Stocks on Wall Street declined sharply on Friday and bond prices soared after a speech by President Obama on jobs added to the uncertainty already weighing on financial markets over European sovereign debt and the weak economic recovery. ...
...Paul Ballew, a former Federal Reserve economist and now chief economist at Nationwide, said short-term interest rates in Greece were reflecting increased uncertainty in Europe as well as speculation over whether there would be adequate restructuring in that nation’s economy to address its problems.
There was also evidence of a flight to safety among investors, in which they shed stocks for bonds. Yields on Germany’s 10-year bonds declined, and the United States Treasury’s 10-year note yield fell to 1.93 percent, from 1.98 percent late Thursday, after touching a low of 1.89 percent. “Issue number two is the continued anxiety in the United States that the recovery continues to stall, and that we will not be getting growth as strong as we would need in terms of corporate profits,” said Mr. Ballew.
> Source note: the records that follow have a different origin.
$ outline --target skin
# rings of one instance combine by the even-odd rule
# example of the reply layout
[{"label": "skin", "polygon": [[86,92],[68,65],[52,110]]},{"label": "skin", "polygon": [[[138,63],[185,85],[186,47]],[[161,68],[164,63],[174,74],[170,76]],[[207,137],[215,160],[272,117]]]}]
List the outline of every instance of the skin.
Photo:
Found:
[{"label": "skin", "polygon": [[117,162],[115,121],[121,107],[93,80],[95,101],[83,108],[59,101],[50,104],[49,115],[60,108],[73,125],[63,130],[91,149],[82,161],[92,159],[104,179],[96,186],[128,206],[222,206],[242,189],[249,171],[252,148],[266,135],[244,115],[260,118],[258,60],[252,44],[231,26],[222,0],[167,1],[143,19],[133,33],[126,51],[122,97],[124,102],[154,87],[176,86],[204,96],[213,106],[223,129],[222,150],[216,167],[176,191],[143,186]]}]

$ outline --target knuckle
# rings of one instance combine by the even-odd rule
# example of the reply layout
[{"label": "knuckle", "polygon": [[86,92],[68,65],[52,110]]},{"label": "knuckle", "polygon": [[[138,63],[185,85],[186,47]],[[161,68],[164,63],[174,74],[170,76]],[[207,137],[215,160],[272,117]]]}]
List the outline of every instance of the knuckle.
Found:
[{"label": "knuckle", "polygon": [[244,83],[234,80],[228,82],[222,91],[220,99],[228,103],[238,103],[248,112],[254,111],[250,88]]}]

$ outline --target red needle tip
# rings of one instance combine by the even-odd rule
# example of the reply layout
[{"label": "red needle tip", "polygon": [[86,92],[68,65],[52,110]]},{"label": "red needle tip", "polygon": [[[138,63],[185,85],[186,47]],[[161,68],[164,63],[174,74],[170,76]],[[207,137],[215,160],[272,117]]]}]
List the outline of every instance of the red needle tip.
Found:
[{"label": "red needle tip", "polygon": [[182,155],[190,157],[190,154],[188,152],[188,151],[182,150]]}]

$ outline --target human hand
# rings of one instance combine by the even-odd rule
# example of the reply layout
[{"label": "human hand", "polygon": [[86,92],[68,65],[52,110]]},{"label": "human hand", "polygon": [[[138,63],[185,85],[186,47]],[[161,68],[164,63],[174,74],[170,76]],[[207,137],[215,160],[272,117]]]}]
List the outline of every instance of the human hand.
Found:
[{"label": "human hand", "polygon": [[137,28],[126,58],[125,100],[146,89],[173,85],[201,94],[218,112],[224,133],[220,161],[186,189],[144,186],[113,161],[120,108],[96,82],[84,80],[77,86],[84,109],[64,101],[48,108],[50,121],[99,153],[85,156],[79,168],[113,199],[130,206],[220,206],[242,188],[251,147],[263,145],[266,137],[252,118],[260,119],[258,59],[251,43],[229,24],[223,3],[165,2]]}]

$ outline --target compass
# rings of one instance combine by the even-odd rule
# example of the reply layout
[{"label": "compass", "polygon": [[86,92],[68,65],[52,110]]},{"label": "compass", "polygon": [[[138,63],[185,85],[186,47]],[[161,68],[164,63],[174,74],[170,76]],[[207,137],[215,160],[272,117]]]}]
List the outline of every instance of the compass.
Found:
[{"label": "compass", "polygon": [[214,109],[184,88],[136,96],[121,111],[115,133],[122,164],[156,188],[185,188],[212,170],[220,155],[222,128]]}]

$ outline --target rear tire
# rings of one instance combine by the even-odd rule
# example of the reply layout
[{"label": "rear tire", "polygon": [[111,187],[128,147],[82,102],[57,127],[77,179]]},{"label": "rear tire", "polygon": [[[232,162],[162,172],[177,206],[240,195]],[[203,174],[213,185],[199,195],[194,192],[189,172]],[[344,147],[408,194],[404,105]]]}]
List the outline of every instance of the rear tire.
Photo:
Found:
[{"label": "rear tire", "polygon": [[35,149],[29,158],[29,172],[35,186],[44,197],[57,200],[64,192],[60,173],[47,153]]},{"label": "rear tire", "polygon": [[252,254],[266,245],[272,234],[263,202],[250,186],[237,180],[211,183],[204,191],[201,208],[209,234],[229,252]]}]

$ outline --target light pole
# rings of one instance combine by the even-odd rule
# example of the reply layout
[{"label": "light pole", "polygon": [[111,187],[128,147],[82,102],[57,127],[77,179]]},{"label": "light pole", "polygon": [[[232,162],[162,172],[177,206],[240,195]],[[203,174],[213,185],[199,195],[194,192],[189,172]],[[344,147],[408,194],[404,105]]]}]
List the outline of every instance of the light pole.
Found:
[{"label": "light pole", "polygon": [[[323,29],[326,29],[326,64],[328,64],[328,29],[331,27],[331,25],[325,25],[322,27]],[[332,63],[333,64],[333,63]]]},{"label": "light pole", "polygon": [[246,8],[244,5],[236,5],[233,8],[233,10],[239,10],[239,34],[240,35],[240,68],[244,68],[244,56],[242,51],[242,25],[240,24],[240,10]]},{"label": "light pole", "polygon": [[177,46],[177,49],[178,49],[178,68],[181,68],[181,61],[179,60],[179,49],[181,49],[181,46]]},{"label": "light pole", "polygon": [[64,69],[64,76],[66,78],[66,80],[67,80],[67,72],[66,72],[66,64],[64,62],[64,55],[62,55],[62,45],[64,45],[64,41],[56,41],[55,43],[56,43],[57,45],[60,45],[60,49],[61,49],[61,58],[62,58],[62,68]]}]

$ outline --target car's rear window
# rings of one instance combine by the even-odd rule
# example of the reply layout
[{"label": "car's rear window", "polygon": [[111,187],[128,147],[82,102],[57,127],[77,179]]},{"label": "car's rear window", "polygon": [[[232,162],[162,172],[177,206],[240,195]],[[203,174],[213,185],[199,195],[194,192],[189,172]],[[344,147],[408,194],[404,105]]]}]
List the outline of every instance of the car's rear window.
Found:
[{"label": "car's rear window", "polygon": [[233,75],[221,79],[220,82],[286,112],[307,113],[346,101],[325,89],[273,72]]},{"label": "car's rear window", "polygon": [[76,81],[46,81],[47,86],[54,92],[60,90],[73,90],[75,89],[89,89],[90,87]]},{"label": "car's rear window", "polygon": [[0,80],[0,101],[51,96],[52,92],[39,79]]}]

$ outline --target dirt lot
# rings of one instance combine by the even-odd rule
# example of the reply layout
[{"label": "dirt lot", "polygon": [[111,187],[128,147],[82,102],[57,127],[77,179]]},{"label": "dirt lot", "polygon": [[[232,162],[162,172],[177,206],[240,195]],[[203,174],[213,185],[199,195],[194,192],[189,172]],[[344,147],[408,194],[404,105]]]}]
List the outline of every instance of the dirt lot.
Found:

The fall in the markets is not about Obama but about Congress.
“Even yesterday’s speech raises questions of whether there will be support for fiscal policy,” he said about the president’s jobs address. ...Mr. Ballew said that questions persisted about how much of the proposal would pass. ...NYT
The Economist believes that "most likely, Republicans will cherry pick and pass the parts they like, such as free-trade deals," and "the odds that Mr Obama and Republicans can overcome their gaping differences in less than three months seem long indeed."
Markets in the US have been down more than 300 points today and are, at this writing, pulling up a bit.